Di sisi lain, ekspor batu bara menurun 20,85% yoy, sehingga total ekspor pertambangan turun 18,80% yoy pada September 2025. Di satu sisi, total impor Indonesia naik 7,17% yoy menjadi US$20,34 miliar hingga September 2025, meskipun pertumbuhan impor bahan baku rendah.

"Sementara itu, impor barang modal terus meningkat 28,02% yoy, terutama dari peralatan listrik dan mesin, seiring dimulainya ekspansi siklikal domestik," imbuh Hosiana.

Mesin dan peralatan listrik menjadi kontributor impor terbesar, masing-masing menyumbang 7,47% dan 14,83% dari total impor, dengan pertumbuhan +6,35% YoY dan +13,19% yot. Pertumbuhan ini didukung ekspansi aktivitas manufaktur atau PMI Indonesia pada Oktober 2025 di level 51,2, yang meningkat akibat pesanan baru dan pembelian, sehingga memicu percepatan produksi.

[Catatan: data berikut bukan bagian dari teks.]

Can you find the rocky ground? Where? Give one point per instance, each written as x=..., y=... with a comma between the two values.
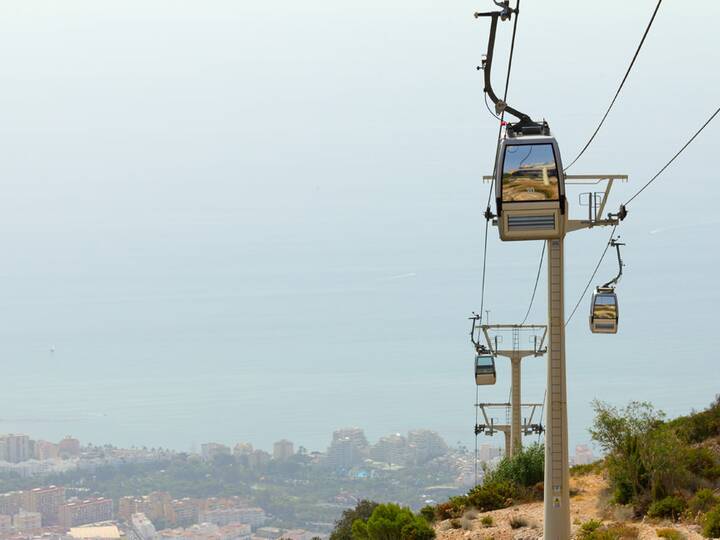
x=589, y=502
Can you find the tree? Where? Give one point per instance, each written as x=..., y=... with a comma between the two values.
x=392, y=522
x=343, y=527
x=623, y=433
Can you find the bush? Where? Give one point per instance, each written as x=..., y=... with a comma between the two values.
x=343, y=527
x=526, y=468
x=428, y=512
x=466, y=523
x=594, y=530
x=702, y=501
x=492, y=496
x=392, y=521
x=711, y=523
x=454, y=508
x=588, y=528
x=703, y=463
x=518, y=522
x=670, y=534
x=669, y=507
x=699, y=426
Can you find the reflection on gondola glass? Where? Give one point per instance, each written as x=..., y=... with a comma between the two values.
x=605, y=306
x=484, y=369
x=529, y=173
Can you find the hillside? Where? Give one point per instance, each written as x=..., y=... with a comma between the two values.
x=588, y=502
x=659, y=479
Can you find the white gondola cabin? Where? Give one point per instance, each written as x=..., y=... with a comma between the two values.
x=485, y=369
x=530, y=188
x=604, y=311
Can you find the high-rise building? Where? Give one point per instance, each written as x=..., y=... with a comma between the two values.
x=46, y=500
x=141, y=528
x=210, y=450
x=487, y=452
x=424, y=445
x=27, y=521
x=242, y=449
x=5, y=524
x=343, y=454
x=391, y=449
x=356, y=436
x=15, y=448
x=11, y=502
x=282, y=450
x=184, y=512
x=45, y=450
x=69, y=447
x=259, y=458
x=77, y=513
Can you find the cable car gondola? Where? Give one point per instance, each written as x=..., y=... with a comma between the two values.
x=528, y=175
x=485, y=369
x=529, y=187
x=604, y=309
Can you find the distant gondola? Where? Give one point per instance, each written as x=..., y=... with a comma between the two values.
x=485, y=369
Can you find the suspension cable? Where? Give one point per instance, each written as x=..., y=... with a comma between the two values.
x=712, y=117
x=542, y=413
x=612, y=233
x=537, y=279
x=477, y=398
x=507, y=85
x=638, y=192
x=622, y=83
x=487, y=106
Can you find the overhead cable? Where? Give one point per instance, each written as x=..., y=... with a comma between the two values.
x=622, y=83
x=712, y=117
x=591, y=277
x=537, y=279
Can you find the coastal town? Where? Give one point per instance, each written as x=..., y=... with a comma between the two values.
x=65, y=490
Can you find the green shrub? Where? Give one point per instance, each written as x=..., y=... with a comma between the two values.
x=589, y=527
x=711, y=523
x=428, y=512
x=392, y=521
x=454, y=508
x=670, y=534
x=517, y=522
x=526, y=468
x=594, y=530
x=343, y=527
x=702, y=462
x=669, y=507
x=492, y=496
x=702, y=501
x=699, y=426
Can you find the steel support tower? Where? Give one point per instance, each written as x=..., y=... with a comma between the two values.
x=516, y=356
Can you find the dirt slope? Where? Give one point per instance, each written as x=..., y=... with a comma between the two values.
x=589, y=503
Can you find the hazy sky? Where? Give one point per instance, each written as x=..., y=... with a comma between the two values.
x=240, y=220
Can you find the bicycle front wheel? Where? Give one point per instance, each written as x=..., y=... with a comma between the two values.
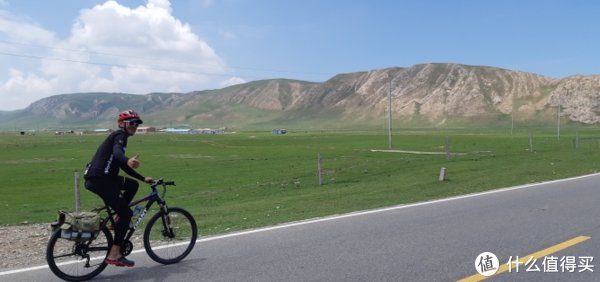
x=170, y=237
x=78, y=260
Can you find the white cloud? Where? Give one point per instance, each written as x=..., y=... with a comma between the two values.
x=110, y=48
x=232, y=81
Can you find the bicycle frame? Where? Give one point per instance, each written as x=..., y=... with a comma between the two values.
x=151, y=198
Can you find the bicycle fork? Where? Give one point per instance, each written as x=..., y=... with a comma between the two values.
x=166, y=219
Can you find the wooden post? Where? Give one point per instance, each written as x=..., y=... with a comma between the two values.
x=442, y=174
x=77, y=199
x=319, y=169
x=447, y=147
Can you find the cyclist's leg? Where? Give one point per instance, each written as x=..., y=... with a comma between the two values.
x=109, y=190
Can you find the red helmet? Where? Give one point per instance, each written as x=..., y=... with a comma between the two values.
x=129, y=115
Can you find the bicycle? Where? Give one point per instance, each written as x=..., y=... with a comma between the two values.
x=169, y=237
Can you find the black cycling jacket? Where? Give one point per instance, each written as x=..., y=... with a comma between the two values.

"Impor kendaraan yang menyumbang 5,41% dari total sembilan bulan pertama tahun ini yang meningkat 20,33% yoy, dengan Tiongkok tetap menjadi mitra terbesar sebesar US$3,52 miliar. Ini menunjukkan adanya frontloading impor," kata ekonom Bank Danamon itu.

Ke depan, kesepakatan perdagangan AS-Tiongkok diperkirakan akan mendukung ekspor Indonesia, terutama nikel dan baja, dengan potensi tambahan US$200 juta-300 juta per bulan dari lisensi bijih tembaga 480.000 ton milik PT Amman Mineral International.